Ketua Komjak Pujiono: Revisi UU Kejaksaan Perkuat Peran Jaksa Ungkap Kasus Korupsi Besar

SEMARANG (Jatengaktual.com) – Revisi Undang-Undang (UU) Kejaksaan dan Kitab Undang-Undang Hukum Acara Pidana (KUHAP) yang menambah kewenangan penyidikan tidak akan membuat jaksa kebal hukum atau bertindak sewenang-wenang, apalagi mengambil alih peran penyidik Kepolisian. Hal ini ditegaskan oleh Ketua Komisi Kejaksaan (Komjak) RI, Pujiyono Suwadi, dalam diskusi yang diadakan oleh Lembaga Jarcomm di Kota Surakarta, Jawa Tengah, Selasa (11/2).

Diskusi yang mengangkat tema ” Menguji Urgensi Penguatan Lembaga Kejaksaan terhadap revisi UU Nor 16 Tahun 2004 Tentang Kejaksaan ” tersebut, Pujiyono menjelaskan bahwa, setelah RUU terkait perubahan kedua atas UU Nomor 16 Tahun 2004 tentang Kejaksaan dan RUU perubahan atas UU Nomor 8 Tahun 1981 tentang Hukum Acara Pidana masuk dalam Program Legislasi Nasional (Prolegnas) 2025, muncul berbagai perdebatan. Salah satunya adalah kekhawatiran bahwa jaksa akan mengambil alih peran penyidik dan mendapatkan hak imunitas.

Menanggapi hal tersebut, pihaknya menegaskan revisi ini tidak mencakup pasal yang memberi kewenangan jaksa untuk menggantikan peran penyidik kepolisian.

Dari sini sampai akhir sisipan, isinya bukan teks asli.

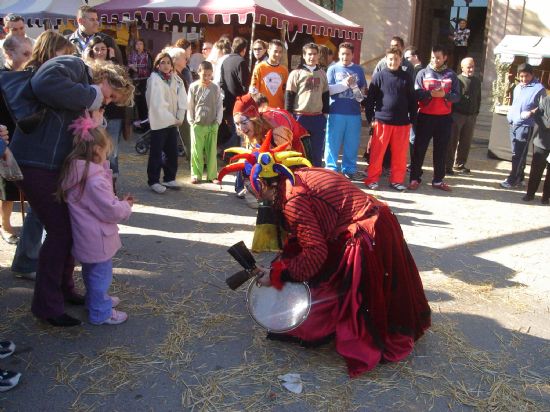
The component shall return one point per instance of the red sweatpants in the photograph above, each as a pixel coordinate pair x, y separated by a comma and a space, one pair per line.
397, 137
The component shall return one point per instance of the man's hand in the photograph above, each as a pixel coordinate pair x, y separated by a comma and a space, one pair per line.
97, 116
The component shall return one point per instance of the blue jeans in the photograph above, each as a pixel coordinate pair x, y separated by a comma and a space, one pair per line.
342, 130
114, 128
520, 136
428, 127
97, 278
316, 126
25, 259
163, 140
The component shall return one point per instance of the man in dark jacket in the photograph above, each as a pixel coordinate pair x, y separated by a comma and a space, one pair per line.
526, 97
465, 113
541, 153
392, 106
234, 82
436, 89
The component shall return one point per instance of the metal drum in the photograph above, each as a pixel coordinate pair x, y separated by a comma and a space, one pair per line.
278, 310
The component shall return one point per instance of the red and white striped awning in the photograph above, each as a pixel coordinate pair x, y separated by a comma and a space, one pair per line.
40, 9
302, 15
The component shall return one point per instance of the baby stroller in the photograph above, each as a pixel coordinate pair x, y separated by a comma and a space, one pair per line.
142, 132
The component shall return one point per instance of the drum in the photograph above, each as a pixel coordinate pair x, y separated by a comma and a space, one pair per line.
278, 310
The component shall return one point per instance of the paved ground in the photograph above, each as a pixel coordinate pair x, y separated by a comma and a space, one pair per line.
189, 344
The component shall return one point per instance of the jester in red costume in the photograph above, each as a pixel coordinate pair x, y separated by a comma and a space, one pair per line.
348, 246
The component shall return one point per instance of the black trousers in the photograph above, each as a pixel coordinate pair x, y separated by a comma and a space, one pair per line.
437, 127
163, 141
538, 164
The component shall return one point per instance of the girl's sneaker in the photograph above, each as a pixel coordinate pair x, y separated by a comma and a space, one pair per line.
117, 317
8, 380
7, 347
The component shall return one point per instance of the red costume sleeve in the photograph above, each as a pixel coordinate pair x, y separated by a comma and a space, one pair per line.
312, 246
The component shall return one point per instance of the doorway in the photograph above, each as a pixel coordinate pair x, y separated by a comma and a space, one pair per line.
436, 20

Baca Juga:  Indosat Ooredoo Hutchison Hadirkan Kegembiraan Berlimpah Saat Idul Fitri Melalui Unparalleled Network Services Guaranteed

Sebaliknya, perubahan ini bertujuan untuk mendorong peningkatan koordinasi dan supervisi dalam proses penyelidikan, penyidikan, dan penuntutan sebagai bagian dari Integrated Criminal Justice System (ICJS), yang akan memperkuat hubungan antara dua pilar penegak hukum, polisi dan jaksa.

Pujiyono menjelaskan bahwa distribusi kewenangan dalam sistem ICJS bertujuan untuk memastikan adanya koordinasi dan kerja sama antara kepolisian dan kejaksaan, sehingga dapat meminimalkan ego sektoral antar kedua lembaga tersebut.

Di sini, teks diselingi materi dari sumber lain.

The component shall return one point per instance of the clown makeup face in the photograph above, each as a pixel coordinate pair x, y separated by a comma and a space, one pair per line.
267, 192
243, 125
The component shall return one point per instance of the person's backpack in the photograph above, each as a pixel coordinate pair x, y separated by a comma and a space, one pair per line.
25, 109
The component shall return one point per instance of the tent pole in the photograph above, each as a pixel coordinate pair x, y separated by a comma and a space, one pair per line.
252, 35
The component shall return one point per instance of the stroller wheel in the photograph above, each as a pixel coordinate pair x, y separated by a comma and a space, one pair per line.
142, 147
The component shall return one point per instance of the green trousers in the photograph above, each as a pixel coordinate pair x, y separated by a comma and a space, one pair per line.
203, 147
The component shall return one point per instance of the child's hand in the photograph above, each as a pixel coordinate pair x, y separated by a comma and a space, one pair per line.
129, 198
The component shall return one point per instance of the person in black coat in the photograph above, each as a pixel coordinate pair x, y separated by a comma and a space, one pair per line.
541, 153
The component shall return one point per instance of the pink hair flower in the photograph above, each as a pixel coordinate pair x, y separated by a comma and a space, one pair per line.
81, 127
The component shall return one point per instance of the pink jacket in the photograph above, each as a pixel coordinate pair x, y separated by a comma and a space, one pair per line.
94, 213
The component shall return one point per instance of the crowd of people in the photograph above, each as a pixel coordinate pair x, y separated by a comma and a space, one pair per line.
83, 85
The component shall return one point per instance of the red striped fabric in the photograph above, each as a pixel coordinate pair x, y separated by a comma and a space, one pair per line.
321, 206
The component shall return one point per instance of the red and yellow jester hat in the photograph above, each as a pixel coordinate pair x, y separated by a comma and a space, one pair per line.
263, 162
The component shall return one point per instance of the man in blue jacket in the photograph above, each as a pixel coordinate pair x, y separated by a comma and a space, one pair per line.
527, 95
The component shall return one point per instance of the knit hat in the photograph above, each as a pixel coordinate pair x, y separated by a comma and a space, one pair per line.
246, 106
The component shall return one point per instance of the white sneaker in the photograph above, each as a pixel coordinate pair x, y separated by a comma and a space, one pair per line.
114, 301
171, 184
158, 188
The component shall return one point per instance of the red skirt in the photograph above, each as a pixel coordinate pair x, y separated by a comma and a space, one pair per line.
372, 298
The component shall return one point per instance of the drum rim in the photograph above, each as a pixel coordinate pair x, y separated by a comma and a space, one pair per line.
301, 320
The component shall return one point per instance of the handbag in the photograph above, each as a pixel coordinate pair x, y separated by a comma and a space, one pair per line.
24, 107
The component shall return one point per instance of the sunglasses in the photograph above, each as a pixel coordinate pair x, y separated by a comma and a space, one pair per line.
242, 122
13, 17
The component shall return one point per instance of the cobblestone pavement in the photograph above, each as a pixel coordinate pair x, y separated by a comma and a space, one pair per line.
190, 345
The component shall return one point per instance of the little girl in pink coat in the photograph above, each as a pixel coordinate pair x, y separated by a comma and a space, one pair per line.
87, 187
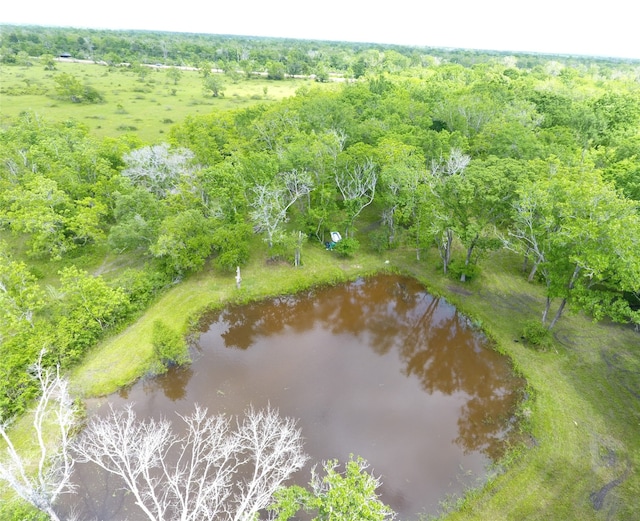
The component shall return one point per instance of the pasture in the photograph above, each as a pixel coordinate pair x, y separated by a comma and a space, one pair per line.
143, 100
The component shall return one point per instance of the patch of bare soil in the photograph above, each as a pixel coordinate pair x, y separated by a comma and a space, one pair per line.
598, 497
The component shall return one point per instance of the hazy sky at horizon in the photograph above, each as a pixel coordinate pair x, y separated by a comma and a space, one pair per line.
546, 26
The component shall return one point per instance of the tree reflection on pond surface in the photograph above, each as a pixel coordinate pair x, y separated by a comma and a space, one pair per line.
377, 368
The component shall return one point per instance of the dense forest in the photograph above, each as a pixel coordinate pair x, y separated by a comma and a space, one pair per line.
457, 152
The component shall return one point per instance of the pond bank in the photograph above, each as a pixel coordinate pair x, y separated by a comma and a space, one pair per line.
582, 421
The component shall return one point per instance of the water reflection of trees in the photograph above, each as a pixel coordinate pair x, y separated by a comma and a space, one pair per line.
436, 344
174, 386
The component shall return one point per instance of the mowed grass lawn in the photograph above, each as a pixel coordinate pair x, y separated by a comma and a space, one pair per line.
146, 106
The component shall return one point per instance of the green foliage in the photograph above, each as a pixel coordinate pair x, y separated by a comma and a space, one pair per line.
457, 268
169, 345
336, 496
14, 511
537, 335
185, 241
276, 70
71, 89
347, 247
214, 84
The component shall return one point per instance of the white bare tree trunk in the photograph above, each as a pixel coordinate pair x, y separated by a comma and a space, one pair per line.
41, 483
210, 472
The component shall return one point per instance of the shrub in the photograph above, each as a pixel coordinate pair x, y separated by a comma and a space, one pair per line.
347, 247
537, 335
169, 346
457, 268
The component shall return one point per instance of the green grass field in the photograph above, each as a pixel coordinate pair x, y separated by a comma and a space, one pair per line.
580, 449
146, 107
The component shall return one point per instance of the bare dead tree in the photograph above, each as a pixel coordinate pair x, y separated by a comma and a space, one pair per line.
41, 482
442, 171
357, 186
271, 202
210, 472
158, 168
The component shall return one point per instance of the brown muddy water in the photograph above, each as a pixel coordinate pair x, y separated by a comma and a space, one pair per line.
376, 368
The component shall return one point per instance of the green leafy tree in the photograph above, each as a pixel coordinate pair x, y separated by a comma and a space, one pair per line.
347, 496
38, 209
88, 306
169, 345
174, 74
185, 241
214, 84
583, 237
20, 295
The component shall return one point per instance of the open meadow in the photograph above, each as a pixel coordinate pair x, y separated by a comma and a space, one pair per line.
577, 453
144, 101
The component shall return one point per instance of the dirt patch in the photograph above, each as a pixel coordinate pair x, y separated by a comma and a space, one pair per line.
598, 497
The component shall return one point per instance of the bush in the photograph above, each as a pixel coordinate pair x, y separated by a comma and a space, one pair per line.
537, 335
347, 247
169, 346
457, 268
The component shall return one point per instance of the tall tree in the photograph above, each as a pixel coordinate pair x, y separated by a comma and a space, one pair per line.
212, 471
42, 482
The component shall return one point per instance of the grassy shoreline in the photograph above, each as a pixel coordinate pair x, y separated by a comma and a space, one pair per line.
581, 421
582, 440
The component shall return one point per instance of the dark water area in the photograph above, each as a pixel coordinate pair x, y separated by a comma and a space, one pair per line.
376, 368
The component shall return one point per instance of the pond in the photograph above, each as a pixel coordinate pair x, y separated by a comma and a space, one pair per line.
377, 368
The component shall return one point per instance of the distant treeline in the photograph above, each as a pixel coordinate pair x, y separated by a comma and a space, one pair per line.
18, 43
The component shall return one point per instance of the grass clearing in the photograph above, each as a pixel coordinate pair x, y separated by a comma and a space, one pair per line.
146, 106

“Tuduhan bahwa revisi ini memberikan kekebalan hukum bagi jaksa tidak benar. Saya sarankan untuk membaca dan memahami pasal-pasal dalam revisi ini,” ujarnya.

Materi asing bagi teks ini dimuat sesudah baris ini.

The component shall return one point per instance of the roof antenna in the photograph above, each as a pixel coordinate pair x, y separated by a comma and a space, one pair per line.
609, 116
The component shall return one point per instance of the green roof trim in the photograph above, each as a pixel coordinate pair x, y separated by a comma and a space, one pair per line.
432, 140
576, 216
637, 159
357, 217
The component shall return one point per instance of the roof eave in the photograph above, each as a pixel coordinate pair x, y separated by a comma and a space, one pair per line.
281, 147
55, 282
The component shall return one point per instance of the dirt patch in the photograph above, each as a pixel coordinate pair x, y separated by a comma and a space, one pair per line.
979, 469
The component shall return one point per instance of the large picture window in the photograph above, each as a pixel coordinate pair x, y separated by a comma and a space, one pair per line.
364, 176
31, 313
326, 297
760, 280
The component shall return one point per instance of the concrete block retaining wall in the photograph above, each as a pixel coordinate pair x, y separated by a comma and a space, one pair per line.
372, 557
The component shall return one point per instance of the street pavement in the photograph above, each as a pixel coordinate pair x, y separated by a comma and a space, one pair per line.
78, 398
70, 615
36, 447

Menurut Pujiyono, perubahan yang diusulkan justru bertujuan untuk memberikan pelayanan yang lebih baik kepada masyarakat yang mencari keadilan serta menjaga demokrasi.

Dia juga menegaskan bahwa revisi ini tidak akan menjadikan jaksa kebal hukum. Sebaliknya, jaksa tetap bisa diperiksa atau dihukum jika melakukan pelanggaran hukum. Sebagai contoh, beberapa jaksa yang terlibat kasus pidana sebelumnya tetap dihukum, seperti kasus Jaksa Urip dan Kajari Bondowoso.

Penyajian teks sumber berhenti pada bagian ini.